Openlife is taking on a precarious role if they’re truly accepting the mantle of second Second Life by trying to attract the most dissatisfied SL’ers, because when they have a few “what the fuck just happened” moments, and they will if they really grow anywhere near as fast as they think they will, they’ll find out that how fickle people can be and how little most people want to go through the birthing process all over again.
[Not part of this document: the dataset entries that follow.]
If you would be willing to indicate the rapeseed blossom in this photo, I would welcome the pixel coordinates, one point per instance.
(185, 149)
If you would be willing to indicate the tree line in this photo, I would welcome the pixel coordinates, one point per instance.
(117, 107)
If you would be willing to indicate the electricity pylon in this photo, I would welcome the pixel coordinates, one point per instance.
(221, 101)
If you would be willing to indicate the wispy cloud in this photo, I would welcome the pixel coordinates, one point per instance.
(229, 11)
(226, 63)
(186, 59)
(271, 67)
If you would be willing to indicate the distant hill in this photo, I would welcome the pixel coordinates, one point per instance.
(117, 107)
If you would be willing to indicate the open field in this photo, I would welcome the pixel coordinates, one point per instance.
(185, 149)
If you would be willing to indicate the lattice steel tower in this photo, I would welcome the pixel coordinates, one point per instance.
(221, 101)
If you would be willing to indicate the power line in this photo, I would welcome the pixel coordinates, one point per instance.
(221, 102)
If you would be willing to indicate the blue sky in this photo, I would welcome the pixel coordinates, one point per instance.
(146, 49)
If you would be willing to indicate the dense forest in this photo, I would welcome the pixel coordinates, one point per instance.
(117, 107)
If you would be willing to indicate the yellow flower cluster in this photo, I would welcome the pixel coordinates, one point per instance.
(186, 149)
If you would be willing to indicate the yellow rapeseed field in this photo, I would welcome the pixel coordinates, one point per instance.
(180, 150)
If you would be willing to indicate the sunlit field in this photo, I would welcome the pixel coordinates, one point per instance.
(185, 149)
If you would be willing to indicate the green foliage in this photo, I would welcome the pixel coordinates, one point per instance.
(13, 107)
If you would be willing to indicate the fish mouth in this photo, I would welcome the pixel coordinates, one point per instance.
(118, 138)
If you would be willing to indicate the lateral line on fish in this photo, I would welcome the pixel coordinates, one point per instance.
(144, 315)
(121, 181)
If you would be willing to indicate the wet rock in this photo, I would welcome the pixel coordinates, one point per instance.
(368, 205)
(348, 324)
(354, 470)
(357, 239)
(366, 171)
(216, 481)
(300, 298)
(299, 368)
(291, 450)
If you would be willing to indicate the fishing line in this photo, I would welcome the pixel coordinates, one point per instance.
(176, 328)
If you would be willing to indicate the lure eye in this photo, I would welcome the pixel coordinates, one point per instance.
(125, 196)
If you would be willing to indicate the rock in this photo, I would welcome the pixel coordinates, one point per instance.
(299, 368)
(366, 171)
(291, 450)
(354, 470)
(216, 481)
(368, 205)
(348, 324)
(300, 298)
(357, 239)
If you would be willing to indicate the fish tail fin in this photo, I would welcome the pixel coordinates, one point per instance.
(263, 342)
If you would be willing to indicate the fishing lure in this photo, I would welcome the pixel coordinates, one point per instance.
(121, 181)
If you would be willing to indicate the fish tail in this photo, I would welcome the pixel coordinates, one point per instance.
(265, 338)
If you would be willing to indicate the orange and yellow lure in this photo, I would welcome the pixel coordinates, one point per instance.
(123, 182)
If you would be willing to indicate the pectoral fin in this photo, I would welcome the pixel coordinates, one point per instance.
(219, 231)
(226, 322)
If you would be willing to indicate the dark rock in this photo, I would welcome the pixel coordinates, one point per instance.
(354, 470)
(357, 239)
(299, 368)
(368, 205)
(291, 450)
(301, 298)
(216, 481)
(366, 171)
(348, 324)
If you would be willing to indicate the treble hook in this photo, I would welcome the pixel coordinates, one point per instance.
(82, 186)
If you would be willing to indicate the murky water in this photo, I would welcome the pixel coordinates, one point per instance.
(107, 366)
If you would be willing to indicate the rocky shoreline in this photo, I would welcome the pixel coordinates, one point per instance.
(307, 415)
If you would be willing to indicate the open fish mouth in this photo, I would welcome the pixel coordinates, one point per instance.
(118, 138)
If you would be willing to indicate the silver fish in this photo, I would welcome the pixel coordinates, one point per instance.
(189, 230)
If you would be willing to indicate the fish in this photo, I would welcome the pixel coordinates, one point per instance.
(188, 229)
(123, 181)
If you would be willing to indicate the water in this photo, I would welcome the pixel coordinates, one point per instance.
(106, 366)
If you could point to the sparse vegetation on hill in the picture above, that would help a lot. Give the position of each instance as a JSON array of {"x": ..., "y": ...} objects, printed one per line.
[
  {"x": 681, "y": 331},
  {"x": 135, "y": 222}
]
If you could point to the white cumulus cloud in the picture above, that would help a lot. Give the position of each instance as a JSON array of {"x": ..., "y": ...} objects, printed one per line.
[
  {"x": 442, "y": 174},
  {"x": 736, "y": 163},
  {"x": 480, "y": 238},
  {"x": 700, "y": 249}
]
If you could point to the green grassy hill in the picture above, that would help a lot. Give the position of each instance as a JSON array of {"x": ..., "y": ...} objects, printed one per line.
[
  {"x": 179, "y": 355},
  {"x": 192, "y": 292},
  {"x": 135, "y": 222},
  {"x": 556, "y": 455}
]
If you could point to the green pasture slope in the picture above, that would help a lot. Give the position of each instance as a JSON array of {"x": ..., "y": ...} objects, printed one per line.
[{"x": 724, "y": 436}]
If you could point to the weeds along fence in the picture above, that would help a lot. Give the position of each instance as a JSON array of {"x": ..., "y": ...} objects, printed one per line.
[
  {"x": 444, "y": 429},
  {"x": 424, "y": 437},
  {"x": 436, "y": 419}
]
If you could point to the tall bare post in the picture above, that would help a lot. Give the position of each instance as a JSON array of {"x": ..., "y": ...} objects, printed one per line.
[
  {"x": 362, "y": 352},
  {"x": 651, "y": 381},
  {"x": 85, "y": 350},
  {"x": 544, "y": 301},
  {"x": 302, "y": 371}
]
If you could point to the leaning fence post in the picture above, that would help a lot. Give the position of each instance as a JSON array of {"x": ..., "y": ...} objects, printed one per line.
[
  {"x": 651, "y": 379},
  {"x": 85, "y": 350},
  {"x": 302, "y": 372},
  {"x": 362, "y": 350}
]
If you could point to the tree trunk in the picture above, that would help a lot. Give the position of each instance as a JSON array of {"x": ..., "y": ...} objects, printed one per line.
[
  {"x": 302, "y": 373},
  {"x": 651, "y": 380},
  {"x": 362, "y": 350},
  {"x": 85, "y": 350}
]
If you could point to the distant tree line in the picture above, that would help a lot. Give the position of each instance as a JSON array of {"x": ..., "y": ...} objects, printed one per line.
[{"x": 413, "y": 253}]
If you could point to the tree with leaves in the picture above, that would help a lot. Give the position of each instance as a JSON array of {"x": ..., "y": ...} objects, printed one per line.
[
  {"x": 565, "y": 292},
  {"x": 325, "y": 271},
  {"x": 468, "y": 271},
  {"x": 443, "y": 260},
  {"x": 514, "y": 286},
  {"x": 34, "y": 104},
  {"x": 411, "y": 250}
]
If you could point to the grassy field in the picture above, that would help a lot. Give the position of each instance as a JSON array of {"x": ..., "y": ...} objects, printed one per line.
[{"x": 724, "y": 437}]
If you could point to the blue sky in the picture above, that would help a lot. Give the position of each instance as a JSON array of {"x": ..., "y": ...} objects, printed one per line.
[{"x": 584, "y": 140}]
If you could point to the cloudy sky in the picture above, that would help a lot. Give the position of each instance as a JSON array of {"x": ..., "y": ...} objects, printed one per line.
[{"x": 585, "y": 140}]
Someday OpenSim solutions might be really appealing when they’re run like web servers and thousands of companies can offer stable sims with big bandwidth, but right now Openlife has to go through all the same stuff that LL went through to get scaled up. The difference is that their code is behind, and they have fewer people and less money.
Look, I’m not bashing them out of any kind of ill will, in fact I wish them all the best luck because choice is GOOD, but to think they’ll be able to sail sublimely through the troubled waters that LL’s already crossed is naive at best, amazingly stupid at most. They have huge challenges ahead. There are going to be problems, a lot of them which SL’s already been through. If people really understand that, that’s one thing.
I just keep remembering the whining about the system skirt. If people are upset about that kind of hardship, imagine what’ll happen when they routinely can’t keep prim attachments on or scripts go wonky, they can’t stay logged in for more than 10 minutes, and their inventory has to reload every time they cross a sim border (which kept happening to me, btw). I hope the crew at Openlife actually understands for real the high expectations of SL’ers if they’re actually trying to pull the disgruntled ones over. You know… the ones with higher expectations and less tolerance than anyone else?


















Agreed. OpenLife made the mistake of selling an alpha product and
Kai Ludwig | November 4, 2008Agreed.
OpenLife made the mistake of selling an alpha product and going large scale much to premature. They are doomed to fail because OpenSimulator still needs at least another 6 months to become marketable to the masses and then will be the new standard 3D VR application server running the upcoming Web 3.0 (=Web2.0+OpenSimuator). Second Life is only a use case for OpenSimulator.
Until OpenSimulator finished its journey we need things in the spirit of OSGrid. They help testing in large scale but charge nothing. And we need all those brave people that want to try OpenSimulator even if we tell them that they will be walking a minefield.
It now the time for inventors that want to experiment with the new toy and try to find the killer-app of the Web 3.0. In mid 2009 our beloved toy will be foolproof enough for the masses, and then we’ll hopefully see the first successful OpenSimulator based SL sized Grids that have real long term potential.
But nevertheless this is a most exciting ride now and I really won’t miss it because it reminds me of the 1992/1993 days when the WWW was born.
Greetings from the real world,
Kai Ludwig
Director
TalentRaspel virtual worlds Ltd.
http://www.talentraspel.de
Very well said, i can not say i disagree in
Nebadon Izumi | November 4, 2008Very well said, i can not say i disagree in anyway with what you said, people need to realize that while opensim is truly a great piece of software and a truely remarkable achievement, it is not at all ready for Prim Time and should not be considered a Second Life Replacement in any way shape or form. Some may also find it interesting that OpenLifeGrid has played virtually no role in the actual development of the OpenSimulator Project, they simply chose to use OpenSimulator to run thier grid, and then later forked the code into their own project, contributing virtually no code or technical support of anykind for OpenSimulator Project other than thier own closed grid. Bottom line people do your homework and dont rush into OpenSIM, take your time and research it and find out if it truly suits your needs before making any claims.